Exelon Wind. The output of the acquired wind turbines has been sold under PPA contracts. The excess of the contract price of the PPAs over market prices was recognized as intangible assets at the acquisition date. Generation determined that the estimated acquisition-date fair value of the intangible assets was approximately $224 million, which is recorded in unamortized energy contract assets within Exelon's and Generation's Consolidated Balance Sheets. The intangible assets are amortized on a straight-line basis over the period in which the associated contract revenues are recognized.

 

Antelope Valley. Upon completion of the development project, all of the output will be sold under a PPA with Pacific Gas & Electric Company. The excess of the contract price of the PPA over forecasted MPR-based market prices was recognized as an intangible asset at the acquisition date. Generation determined that the estimated acquisition-date fair value of the intangible asset was approximately $190 million, which is recorded in unamortized energy contract assets within Exelon's and Generation's Consolidated Balance Sheets. The fair value is amortized over the life of the contract in relation to the present value of the underlying cash flows as of the acquisition date.

 

 

Renewable Energy Credits and Alternative Energy Credits (Exelon, Generation, ComEd and PECO).    

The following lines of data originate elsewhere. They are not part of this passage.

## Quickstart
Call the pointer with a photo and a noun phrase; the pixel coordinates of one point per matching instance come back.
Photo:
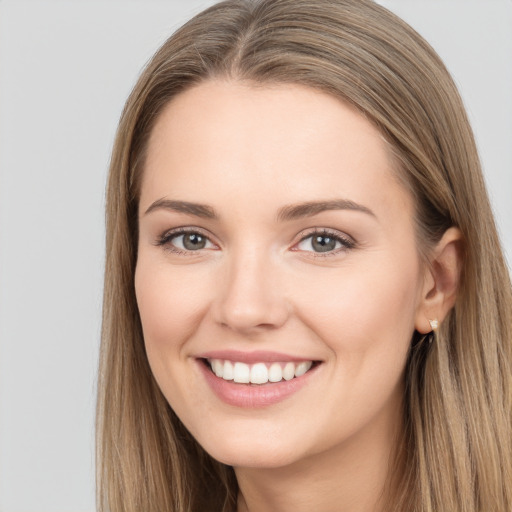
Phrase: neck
(354, 476)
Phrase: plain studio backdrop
(66, 68)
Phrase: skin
(258, 284)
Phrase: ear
(441, 283)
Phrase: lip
(253, 396)
(257, 356)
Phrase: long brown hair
(457, 448)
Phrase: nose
(251, 297)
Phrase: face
(278, 279)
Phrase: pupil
(323, 243)
(193, 241)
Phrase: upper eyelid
(301, 236)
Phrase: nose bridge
(251, 297)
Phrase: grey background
(66, 68)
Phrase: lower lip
(253, 395)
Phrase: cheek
(169, 302)
(367, 314)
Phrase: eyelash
(165, 240)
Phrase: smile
(258, 373)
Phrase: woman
(306, 304)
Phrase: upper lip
(256, 356)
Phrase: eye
(185, 241)
(324, 242)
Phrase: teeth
(242, 373)
(275, 372)
(258, 373)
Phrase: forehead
(255, 141)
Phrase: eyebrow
(196, 209)
(286, 213)
(311, 208)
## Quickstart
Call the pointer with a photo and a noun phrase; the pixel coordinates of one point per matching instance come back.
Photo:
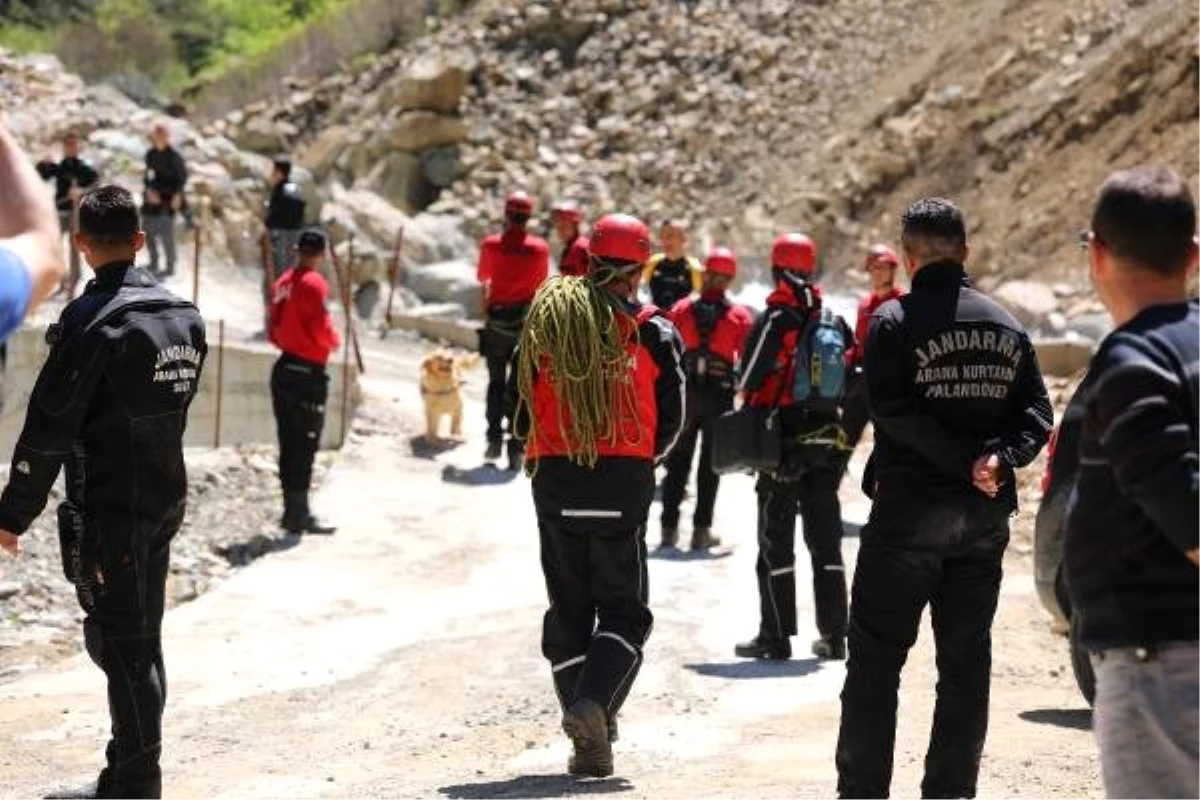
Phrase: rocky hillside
(227, 184)
(762, 114)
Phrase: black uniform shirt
(951, 376)
(285, 210)
(165, 173)
(67, 173)
(111, 402)
(1135, 510)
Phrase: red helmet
(795, 252)
(721, 260)
(519, 203)
(621, 236)
(567, 210)
(882, 253)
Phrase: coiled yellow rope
(574, 338)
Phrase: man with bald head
(166, 174)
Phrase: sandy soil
(400, 659)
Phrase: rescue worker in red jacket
(882, 264)
(601, 400)
(810, 470)
(567, 220)
(301, 328)
(513, 265)
(714, 331)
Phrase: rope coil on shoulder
(576, 337)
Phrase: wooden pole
(196, 265)
(216, 426)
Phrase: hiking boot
(829, 648)
(766, 648)
(587, 727)
(702, 539)
(670, 536)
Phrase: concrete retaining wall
(246, 415)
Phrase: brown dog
(442, 376)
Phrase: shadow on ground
(681, 554)
(256, 547)
(481, 475)
(751, 668)
(537, 786)
(429, 450)
(1071, 719)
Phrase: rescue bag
(820, 360)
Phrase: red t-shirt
(511, 266)
(574, 260)
(300, 323)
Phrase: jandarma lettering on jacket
(1006, 344)
(175, 354)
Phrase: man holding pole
(71, 176)
(300, 325)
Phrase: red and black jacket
(617, 492)
(513, 266)
(714, 334)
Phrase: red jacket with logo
(574, 260)
(513, 265)
(646, 432)
(727, 335)
(300, 324)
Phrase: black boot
(766, 648)
(829, 648)
(516, 455)
(587, 727)
(298, 518)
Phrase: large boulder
(435, 82)
(1030, 301)
(449, 282)
(417, 131)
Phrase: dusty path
(400, 659)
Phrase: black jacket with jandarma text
(951, 376)
(111, 404)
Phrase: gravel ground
(232, 509)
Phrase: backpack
(820, 360)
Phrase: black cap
(311, 241)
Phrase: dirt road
(400, 659)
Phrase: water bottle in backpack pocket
(820, 360)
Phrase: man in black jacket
(71, 176)
(958, 403)
(166, 175)
(111, 405)
(1133, 540)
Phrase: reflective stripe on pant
(815, 497)
(299, 391)
(598, 618)
(123, 635)
(894, 581)
(1147, 722)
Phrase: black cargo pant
(497, 343)
(299, 390)
(910, 559)
(121, 582)
(599, 617)
(813, 492)
(705, 405)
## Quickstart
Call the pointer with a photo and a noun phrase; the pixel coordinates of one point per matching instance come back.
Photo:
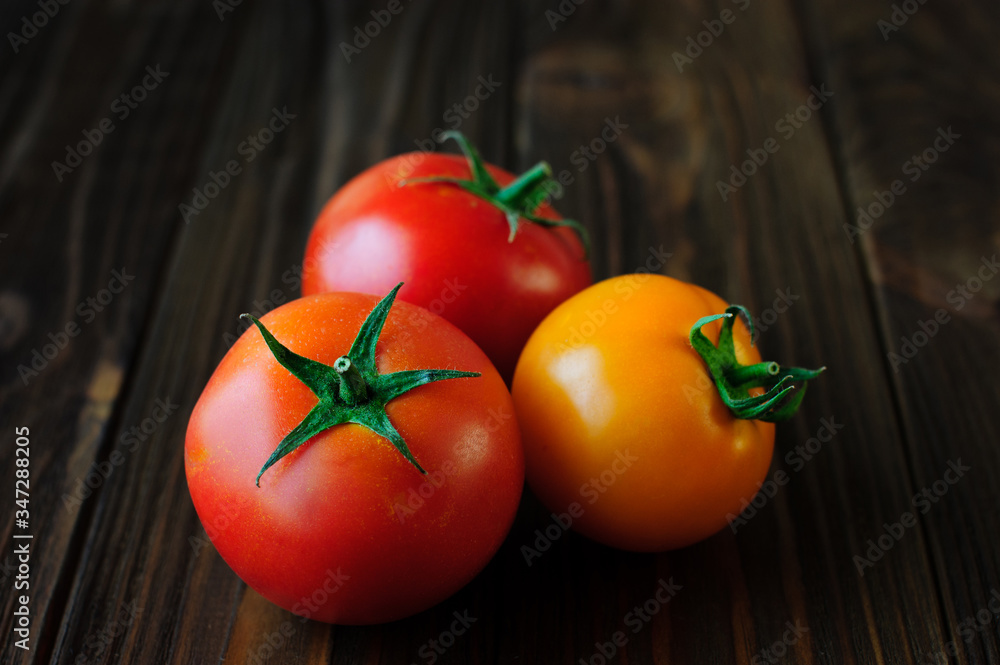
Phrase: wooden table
(828, 106)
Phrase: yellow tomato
(620, 415)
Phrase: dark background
(119, 576)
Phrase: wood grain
(128, 575)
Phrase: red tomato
(344, 529)
(450, 247)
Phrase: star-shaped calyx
(784, 387)
(521, 198)
(351, 390)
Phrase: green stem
(742, 374)
(351, 390)
(784, 387)
(517, 201)
(517, 194)
(353, 387)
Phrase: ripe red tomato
(344, 528)
(625, 426)
(452, 248)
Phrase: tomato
(344, 527)
(621, 416)
(495, 273)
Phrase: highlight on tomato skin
(663, 374)
(343, 515)
(472, 242)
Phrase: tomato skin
(335, 509)
(609, 384)
(451, 250)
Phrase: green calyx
(520, 198)
(351, 390)
(784, 387)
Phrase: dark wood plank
(908, 77)
(65, 239)
(144, 541)
(137, 543)
(658, 185)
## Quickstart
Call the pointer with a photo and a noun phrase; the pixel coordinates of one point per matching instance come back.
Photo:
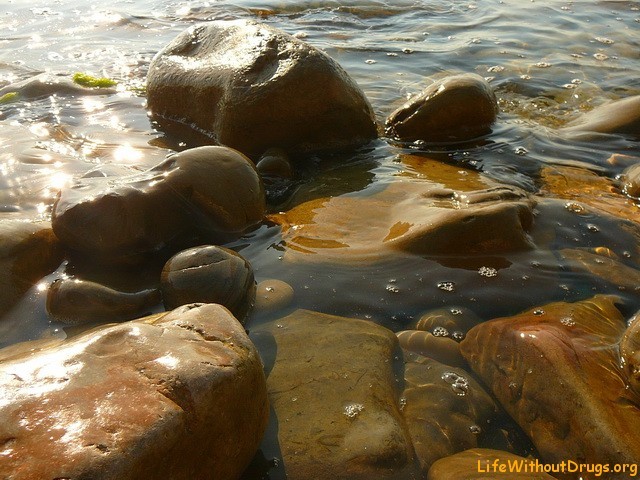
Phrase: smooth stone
(480, 464)
(556, 370)
(617, 117)
(75, 302)
(209, 274)
(212, 190)
(446, 410)
(273, 295)
(584, 187)
(443, 349)
(28, 252)
(631, 181)
(254, 87)
(335, 393)
(441, 214)
(452, 109)
(180, 395)
(452, 322)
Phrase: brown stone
(255, 87)
(180, 395)
(453, 109)
(556, 371)
(480, 464)
(336, 397)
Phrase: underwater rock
(486, 464)
(335, 393)
(28, 252)
(180, 395)
(209, 274)
(254, 87)
(421, 216)
(453, 109)
(556, 370)
(74, 302)
(617, 117)
(214, 190)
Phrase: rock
(453, 109)
(421, 216)
(28, 252)
(209, 274)
(181, 396)
(214, 190)
(272, 295)
(631, 182)
(617, 117)
(556, 371)
(336, 398)
(74, 302)
(486, 464)
(255, 87)
(443, 349)
(446, 410)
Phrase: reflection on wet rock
(418, 215)
(209, 189)
(446, 410)
(485, 464)
(556, 370)
(255, 87)
(74, 302)
(180, 395)
(335, 394)
(620, 116)
(209, 274)
(453, 109)
(28, 252)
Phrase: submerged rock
(28, 252)
(255, 87)
(74, 302)
(556, 370)
(207, 189)
(180, 395)
(453, 109)
(209, 274)
(336, 398)
(486, 464)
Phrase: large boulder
(453, 109)
(214, 190)
(336, 396)
(255, 87)
(556, 371)
(28, 252)
(180, 395)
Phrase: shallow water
(547, 61)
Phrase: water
(547, 61)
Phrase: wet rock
(74, 302)
(208, 189)
(418, 216)
(209, 274)
(272, 295)
(486, 464)
(180, 395)
(28, 252)
(617, 117)
(584, 187)
(446, 410)
(453, 109)
(336, 397)
(255, 87)
(556, 370)
(443, 349)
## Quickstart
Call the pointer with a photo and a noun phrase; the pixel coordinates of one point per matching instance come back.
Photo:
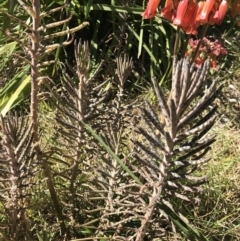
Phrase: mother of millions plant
(102, 186)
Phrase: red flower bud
(181, 10)
(203, 15)
(151, 9)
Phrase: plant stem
(199, 43)
(176, 45)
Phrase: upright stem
(36, 19)
(200, 42)
(175, 52)
(34, 68)
(185, 46)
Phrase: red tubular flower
(203, 15)
(189, 24)
(168, 10)
(223, 7)
(235, 7)
(181, 10)
(151, 9)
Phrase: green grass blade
(16, 97)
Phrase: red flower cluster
(189, 14)
(208, 49)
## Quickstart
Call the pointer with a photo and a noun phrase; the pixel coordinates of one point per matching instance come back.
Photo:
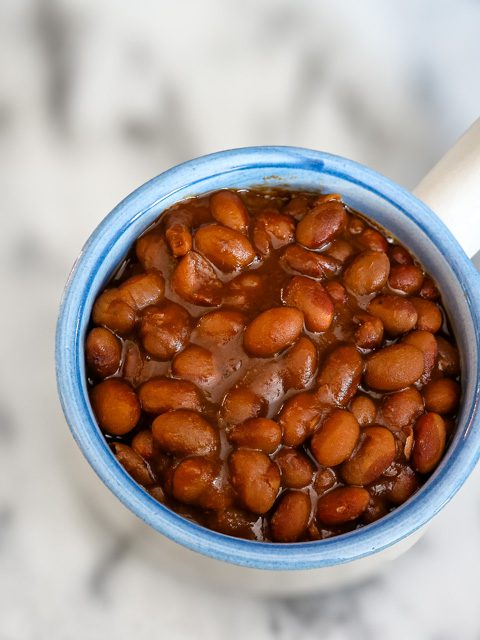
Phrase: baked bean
(364, 410)
(240, 404)
(143, 290)
(406, 278)
(255, 478)
(227, 249)
(310, 297)
(336, 439)
(257, 433)
(448, 357)
(427, 343)
(342, 505)
(116, 406)
(340, 375)
(429, 315)
(300, 364)
(221, 326)
(309, 263)
(299, 417)
(373, 240)
(370, 331)
(290, 519)
(158, 395)
(442, 395)
(184, 433)
(142, 443)
(103, 351)
(228, 209)
(296, 469)
(111, 311)
(133, 464)
(394, 367)
(402, 408)
(195, 280)
(376, 452)
(164, 329)
(430, 438)
(321, 224)
(179, 239)
(272, 331)
(367, 273)
(196, 364)
(397, 314)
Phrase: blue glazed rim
(440, 488)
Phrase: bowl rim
(387, 531)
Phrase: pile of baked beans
(272, 366)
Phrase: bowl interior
(411, 222)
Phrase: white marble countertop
(95, 98)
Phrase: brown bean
(448, 357)
(296, 469)
(133, 464)
(442, 395)
(373, 240)
(290, 519)
(179, 239)
(184, 433)
(158, 395)
(240, 404)
(310, 297)
(272, 331)
(402, 408)
(427, 343)
(196, 364)
(195, 280)
(336, 439)
(300, 363)
(257, 433)
(227, 249)
(116, 406)
(220, 327)
(165, 329)
(342, 505)
(406, 278)
(394, 367)
(255, 478)
(397, 314)
(111, 311)
(364, 410)
(321, 224)
(370, 331)
(299, 417)
(143, 290)
(430, 439)
(228, 209)
(309, 263)
(376, 452)
(367, 273)
(340, 375)
(429, 315)
(103, 351)
(142, 443)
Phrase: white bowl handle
(452, 189)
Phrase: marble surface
(95, 98)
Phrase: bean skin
(272, 331)
(103, 352)
(255, 478)
(116, 406)
(290, 518)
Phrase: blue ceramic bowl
(363, 189)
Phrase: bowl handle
(452, 189)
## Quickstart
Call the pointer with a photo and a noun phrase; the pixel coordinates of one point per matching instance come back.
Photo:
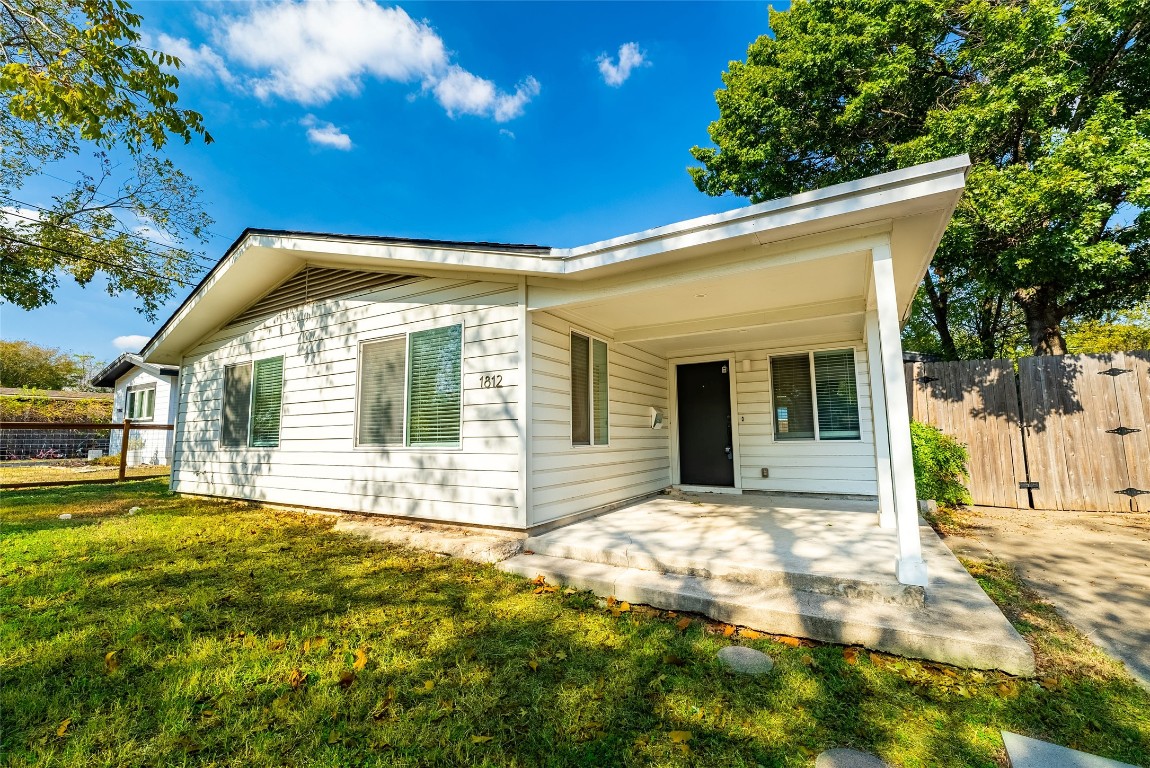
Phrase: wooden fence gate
(1065, 432)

Exelon's, Generation's, ComEd's and PECO's other intangible assets, included in other current assets and other deferred debits and other assets on the Consolidated Balance Sheets, include RECs (Exelon, Generation and ComEd) and AECs (Exelon and PECO). Revenue for RECs that are part of a bundled power sale is recognized when the power is produced and delivered to the customer. As of December 31, 2013, and 2012, PECO had current AECs of $19 million and $17 million, respectively, and noncurrent AECs of $5 million and $9 million, respectively. As of December 31, 2013, and 2012, Generation had current RECs of $158 million and $61 million, respectively, and noncurrent RECs of $0 million and $45 million, respectively. As of December 31, 2013, and 2012, ComEd, had current RECs of $3 million and $4 million, respectively. See Note 3 - Regulatory Matters and Note 22 - Commitments and Contingencies for additional information on RECs and AECs.